Trust, but verify


Or, in the case of a teenage boy who has spent 3 years building his reputation for utter laziness & unabashed lying in regards to schoolwork – don’t trust AT ALL!

Two full weeks into high school and I am on the lookout for *those* signs. I get his teacher list & search the website for their homework pages & bookmark them & check the grading system daily. As always there is at least one teacher who refuses to use the online grading program (Why, of all things, it is the *science* teachers who refuse to use the latest technology?!) which makes my job more challenging. She also only gives homework on a damn printed sheet of paper two months at a time! Luckily on day one he is slightly more focused & carrying good intentions so he shows me that and I make 10 copies so that there is NO WAY he can use the excuse of losing it for missing any future assignments.(Hey, I had to make a copy anyway for him to take to his dads 🙂 I’m not obsessive. Really.)

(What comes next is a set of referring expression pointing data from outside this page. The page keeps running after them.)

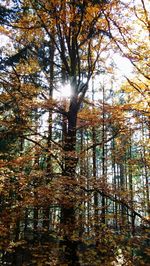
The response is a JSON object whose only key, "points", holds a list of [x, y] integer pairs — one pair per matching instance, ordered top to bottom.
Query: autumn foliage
{"points": [[74, 169]]}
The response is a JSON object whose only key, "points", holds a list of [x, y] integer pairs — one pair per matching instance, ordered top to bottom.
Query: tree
{"points": [[62, 171]]}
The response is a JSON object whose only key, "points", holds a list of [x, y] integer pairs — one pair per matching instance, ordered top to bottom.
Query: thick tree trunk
{"points": [[68, 217]]}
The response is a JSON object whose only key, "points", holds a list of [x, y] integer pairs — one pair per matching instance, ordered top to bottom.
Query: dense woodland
{"points": [[74, 168]]}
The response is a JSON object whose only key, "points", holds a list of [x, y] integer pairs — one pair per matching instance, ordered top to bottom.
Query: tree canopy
{"points": [[74, 169]]}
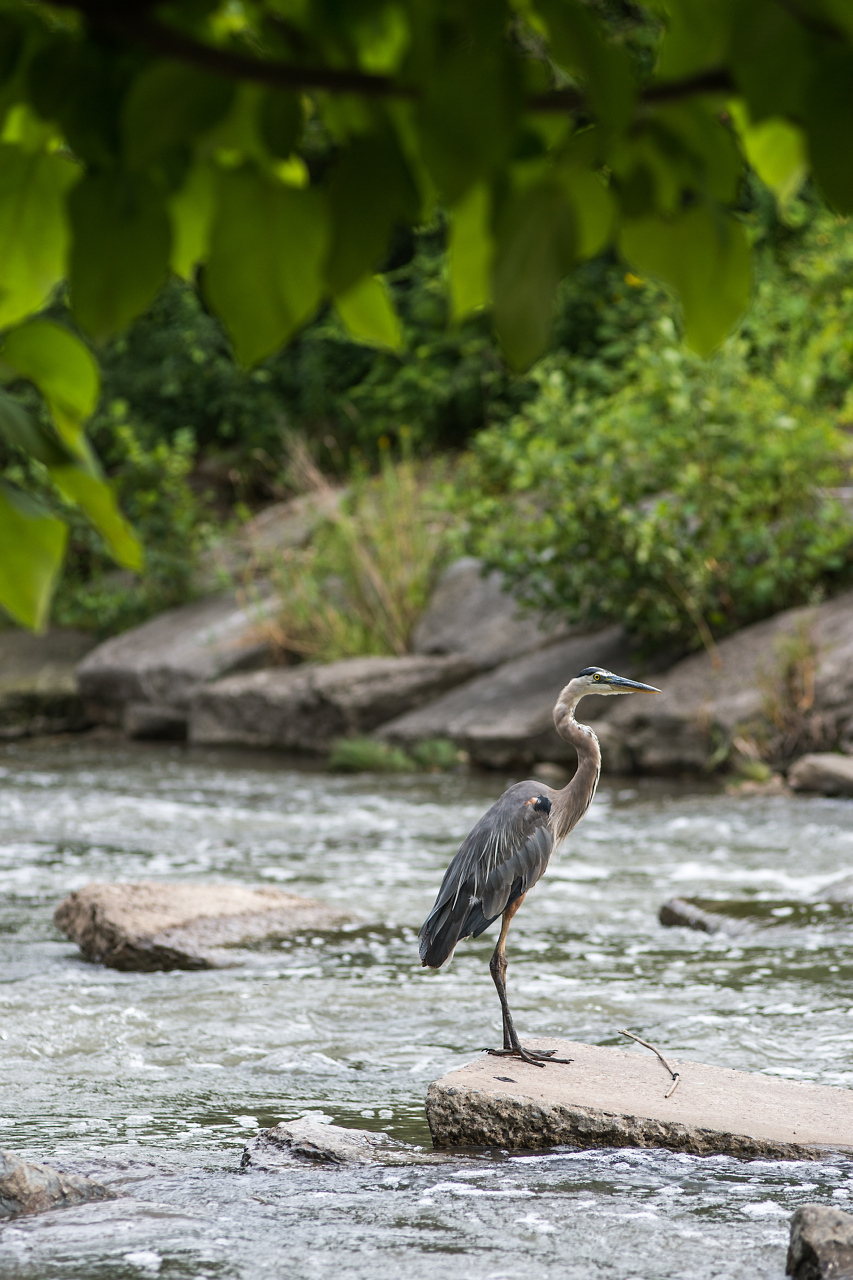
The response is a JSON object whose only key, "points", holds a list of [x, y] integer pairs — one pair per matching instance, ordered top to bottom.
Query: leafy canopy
{"points": [[270, 147]]}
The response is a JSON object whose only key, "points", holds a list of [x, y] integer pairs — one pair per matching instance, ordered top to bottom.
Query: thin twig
{"points": [[675, 1075]]}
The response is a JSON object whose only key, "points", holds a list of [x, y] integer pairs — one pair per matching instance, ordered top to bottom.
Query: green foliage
{"points": [[153, 487], [682, 497], [365, 579], [368, 755]]}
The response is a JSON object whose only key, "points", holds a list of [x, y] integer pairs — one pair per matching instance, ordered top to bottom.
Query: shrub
{"points": [[682, 497]]}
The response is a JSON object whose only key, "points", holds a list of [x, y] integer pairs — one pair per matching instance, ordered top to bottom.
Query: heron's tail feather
{"points": [[442, 929]]}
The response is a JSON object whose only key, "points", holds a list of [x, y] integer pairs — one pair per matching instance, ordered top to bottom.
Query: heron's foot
{"points": [[529, 1055]]}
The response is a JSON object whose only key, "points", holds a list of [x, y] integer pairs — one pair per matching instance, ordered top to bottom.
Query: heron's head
{"points": [[597, 680]]}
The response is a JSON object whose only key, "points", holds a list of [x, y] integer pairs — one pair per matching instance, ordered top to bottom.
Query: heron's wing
{"points": [[501, 859]]}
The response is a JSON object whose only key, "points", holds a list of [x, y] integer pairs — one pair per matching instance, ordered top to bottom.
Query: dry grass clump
{"points": [[365, 579]]}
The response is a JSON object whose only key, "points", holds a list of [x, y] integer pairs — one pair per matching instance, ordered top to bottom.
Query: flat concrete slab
{"points": [[609, 1097]]}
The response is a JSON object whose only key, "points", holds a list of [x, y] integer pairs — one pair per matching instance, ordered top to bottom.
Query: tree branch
{"points": [[132, 22]]}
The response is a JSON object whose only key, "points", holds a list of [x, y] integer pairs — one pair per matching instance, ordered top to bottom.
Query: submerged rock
{"points": [[470, 613], [165, 659], [39, 684], [306, 708], [505, 717], [825, 772], [680, 913], [147, 926], [607, 1097], [309, 1142], [28, 1188], [821, 1244]]}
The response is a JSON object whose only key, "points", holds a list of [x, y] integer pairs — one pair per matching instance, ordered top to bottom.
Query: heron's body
{"points": [[510, 848]]}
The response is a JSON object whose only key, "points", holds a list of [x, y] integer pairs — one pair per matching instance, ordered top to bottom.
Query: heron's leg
{"points": [[497, 968]]}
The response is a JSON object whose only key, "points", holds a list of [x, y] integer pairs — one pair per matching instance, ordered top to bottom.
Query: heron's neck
{"points": [[575, 798]]}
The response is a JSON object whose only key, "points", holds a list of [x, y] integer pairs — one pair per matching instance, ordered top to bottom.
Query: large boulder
{"points": [[473, 615], [164, 661], [39, 684], [703, 707], [306, 708], [505, 717], [826, 772], [149, 926], [30, 1188], [821, 1243]]}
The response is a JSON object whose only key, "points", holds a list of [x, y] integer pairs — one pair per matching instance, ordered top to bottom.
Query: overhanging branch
{"points": [[133, 23]]}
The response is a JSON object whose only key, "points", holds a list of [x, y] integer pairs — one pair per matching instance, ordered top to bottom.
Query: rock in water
{"points": [[470, 613], [165, 659], [305, 708], [506, 717], [825, 772], [147, 926], [607, 1097], [306, 1141], [27, 1188], [821, 1244]]}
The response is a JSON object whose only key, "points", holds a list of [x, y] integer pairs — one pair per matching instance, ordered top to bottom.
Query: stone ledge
{"points": [[609, 1097]]}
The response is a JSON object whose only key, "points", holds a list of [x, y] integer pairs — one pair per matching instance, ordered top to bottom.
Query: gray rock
{"points": [[281, 528], [473, 615], [165, 659], [39, 682], [305, 708], [505, 717], [154, 721], [692, 725], [825, 772], [678, 913], [147, 926], [607, 1097], [309, 1142], [28, 1188], [821, 1244]]}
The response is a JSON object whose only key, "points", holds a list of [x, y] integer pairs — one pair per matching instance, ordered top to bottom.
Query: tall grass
{"points": [[365, 579]]}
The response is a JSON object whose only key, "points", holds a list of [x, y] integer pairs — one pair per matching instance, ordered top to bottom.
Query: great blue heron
{"points": [[510, 848]]}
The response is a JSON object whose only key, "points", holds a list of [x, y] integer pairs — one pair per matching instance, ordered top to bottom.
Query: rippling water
{"points": [[153, 1082]]}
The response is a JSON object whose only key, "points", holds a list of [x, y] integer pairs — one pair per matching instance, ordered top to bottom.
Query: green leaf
{"points": [[697, 36], [580, 46], [473, 99], [169, 104], [279, 122], [830, 127], [776, 151], [369, 193], [593, 209], [192, 210], [33, 234], [121, 250], [534, 250], [470, 251], [705, 257], [265, 272], [368, 312], [62, 368], [23, 432], [95, 496], [33, 544]]}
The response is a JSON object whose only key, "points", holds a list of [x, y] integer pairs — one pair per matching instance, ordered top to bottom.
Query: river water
{"points": [[154, 1082]]}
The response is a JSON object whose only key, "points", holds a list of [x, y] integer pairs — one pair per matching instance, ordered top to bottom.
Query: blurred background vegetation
{"points": [[621, 478]]}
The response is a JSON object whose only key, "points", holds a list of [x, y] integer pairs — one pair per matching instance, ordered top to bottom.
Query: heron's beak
{"points": [[620, 685]]}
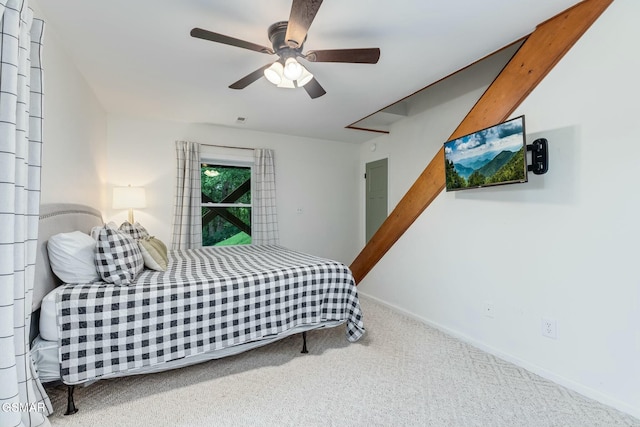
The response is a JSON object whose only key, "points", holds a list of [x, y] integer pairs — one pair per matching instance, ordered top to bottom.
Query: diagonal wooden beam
{"points": [[536, 57]]}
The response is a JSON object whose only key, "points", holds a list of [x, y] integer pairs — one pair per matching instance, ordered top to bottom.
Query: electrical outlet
{"points": [[488, 309], [549, 328]]}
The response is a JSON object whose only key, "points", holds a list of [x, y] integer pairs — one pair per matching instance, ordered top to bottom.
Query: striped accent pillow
{"points": [[117, 256]]}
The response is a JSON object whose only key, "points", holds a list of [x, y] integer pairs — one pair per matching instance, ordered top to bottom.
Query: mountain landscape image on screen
{"points": [[492, 156]]}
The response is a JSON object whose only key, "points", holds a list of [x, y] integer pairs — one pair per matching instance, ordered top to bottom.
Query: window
{"points": [[226, 204]]}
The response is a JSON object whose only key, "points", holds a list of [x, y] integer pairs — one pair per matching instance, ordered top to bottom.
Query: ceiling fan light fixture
{"points": [[292, 69], [274, 73], [304, 78], [286, 83]]}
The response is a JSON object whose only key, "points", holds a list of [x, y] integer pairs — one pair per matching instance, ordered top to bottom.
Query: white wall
{"points": [[74, 131], [318, 176], [562, 246]]}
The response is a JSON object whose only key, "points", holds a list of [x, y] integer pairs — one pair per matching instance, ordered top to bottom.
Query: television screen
{"points": [[492, 156]]}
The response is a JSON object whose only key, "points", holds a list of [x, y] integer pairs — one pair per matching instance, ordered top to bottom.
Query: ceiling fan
{"points": [[287, 39]]}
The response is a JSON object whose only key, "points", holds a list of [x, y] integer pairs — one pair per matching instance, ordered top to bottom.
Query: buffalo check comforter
{"points": [[208, 299]]}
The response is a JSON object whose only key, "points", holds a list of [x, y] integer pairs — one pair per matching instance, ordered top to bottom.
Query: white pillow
{"points": [[71, 256]]}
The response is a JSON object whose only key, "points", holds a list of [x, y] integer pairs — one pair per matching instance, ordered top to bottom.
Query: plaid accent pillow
{"points": [[137, 231], [118, 258]]}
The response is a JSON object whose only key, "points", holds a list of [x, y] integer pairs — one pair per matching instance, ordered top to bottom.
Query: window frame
{"points": [[214, 160]]}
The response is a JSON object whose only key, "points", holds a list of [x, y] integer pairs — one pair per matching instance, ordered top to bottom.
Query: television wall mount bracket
{"points": [[539, 157]]}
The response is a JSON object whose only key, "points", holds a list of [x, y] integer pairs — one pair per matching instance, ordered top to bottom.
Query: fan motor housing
{"points": [[277, 34]]}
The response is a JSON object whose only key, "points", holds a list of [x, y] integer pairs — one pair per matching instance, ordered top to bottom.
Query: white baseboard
{"points": [[531, 367]]}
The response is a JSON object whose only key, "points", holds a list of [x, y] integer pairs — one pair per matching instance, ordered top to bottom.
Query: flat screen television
{"points": [[492, 156]]}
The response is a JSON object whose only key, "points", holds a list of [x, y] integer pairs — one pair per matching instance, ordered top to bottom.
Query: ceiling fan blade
{"points": [[302, 14], [220, 38], [356, 56], [249, 78], [314, 89]]}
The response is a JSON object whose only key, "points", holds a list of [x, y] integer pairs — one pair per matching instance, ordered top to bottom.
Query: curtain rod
{"points": [[228, 146]]}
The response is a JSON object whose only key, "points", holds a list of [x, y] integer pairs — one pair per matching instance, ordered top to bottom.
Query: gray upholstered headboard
{"points": [[57, 218]]}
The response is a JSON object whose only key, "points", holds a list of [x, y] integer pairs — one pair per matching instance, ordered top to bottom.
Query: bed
{"points": [[208, 303]]}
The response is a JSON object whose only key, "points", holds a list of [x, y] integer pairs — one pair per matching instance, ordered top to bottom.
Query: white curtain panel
{"points": [[187, 213], [264, 230], [23, 401]]}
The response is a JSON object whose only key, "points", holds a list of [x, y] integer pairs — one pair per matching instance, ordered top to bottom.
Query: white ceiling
{"points": [[138, 56]]}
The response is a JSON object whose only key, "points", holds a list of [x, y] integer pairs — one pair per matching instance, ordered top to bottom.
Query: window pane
{"points": [[225, 184], [226, 226]]}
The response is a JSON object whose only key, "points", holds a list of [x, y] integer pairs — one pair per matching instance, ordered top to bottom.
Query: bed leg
{"points": [[71, 407]]}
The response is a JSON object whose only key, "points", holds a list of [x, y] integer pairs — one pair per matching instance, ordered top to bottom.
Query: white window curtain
{"points": [[187, 214], [264, 230], [23, 401]]}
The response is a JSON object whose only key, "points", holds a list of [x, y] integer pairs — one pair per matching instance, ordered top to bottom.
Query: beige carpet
{"points": [[402, 373]]}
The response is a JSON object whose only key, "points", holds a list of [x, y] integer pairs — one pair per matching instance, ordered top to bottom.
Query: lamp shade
{"points": [[129, 197]]}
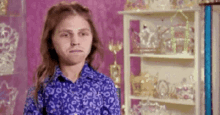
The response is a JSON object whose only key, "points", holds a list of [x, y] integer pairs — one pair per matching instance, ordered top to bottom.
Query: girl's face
{"points": [[72, 40]]}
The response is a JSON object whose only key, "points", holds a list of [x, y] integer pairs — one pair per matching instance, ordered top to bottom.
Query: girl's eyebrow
{"points": [[69, 30]]}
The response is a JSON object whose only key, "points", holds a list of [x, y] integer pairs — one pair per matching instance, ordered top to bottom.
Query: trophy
{"points": [[115, 69]]}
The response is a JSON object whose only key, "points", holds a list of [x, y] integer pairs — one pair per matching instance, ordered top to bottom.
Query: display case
{"points": [[169, 45]]}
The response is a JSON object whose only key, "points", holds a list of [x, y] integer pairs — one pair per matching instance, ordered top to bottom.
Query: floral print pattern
{"points": [[92, 94]]}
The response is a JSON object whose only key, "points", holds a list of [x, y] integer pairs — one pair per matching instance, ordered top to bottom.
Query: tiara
{"points": [[8, 46]]}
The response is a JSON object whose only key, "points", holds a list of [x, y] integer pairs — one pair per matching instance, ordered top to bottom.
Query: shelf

Another teacher doesn’t use the main website for her homework page, she uses yet another sign on access system. As of Monday I still didn’t have an access code for that one and it was in the one subject that he is MOST likely to screw up – English.  Grrrrr. On top of that, it is also the one subject that has assigned no homework according to him. He’s had something to do after every Math, Biology & Spanish class yet nothing in English? Oh, my suspicious mind is running into overdrive. Even though the grading system shows him early on carrying a 98 in the class, it has only been for turning in my signature on an information page and then a couple of daily quizzes. Then I am wandering through the local bookstore on Saturday and I see a table with a sign on it saying “TPHS 9th grade English reading” with a pile of the usual books we probably all also read in 9th grade. Hairs on the back of my neck go up “There’s a reading list? Why don’t I know about this?! Crap, which book should he be reading right now?!” (now you are thinking: Hey, you signed an information page, didn’t you read it? yeah, about that…um..shush!)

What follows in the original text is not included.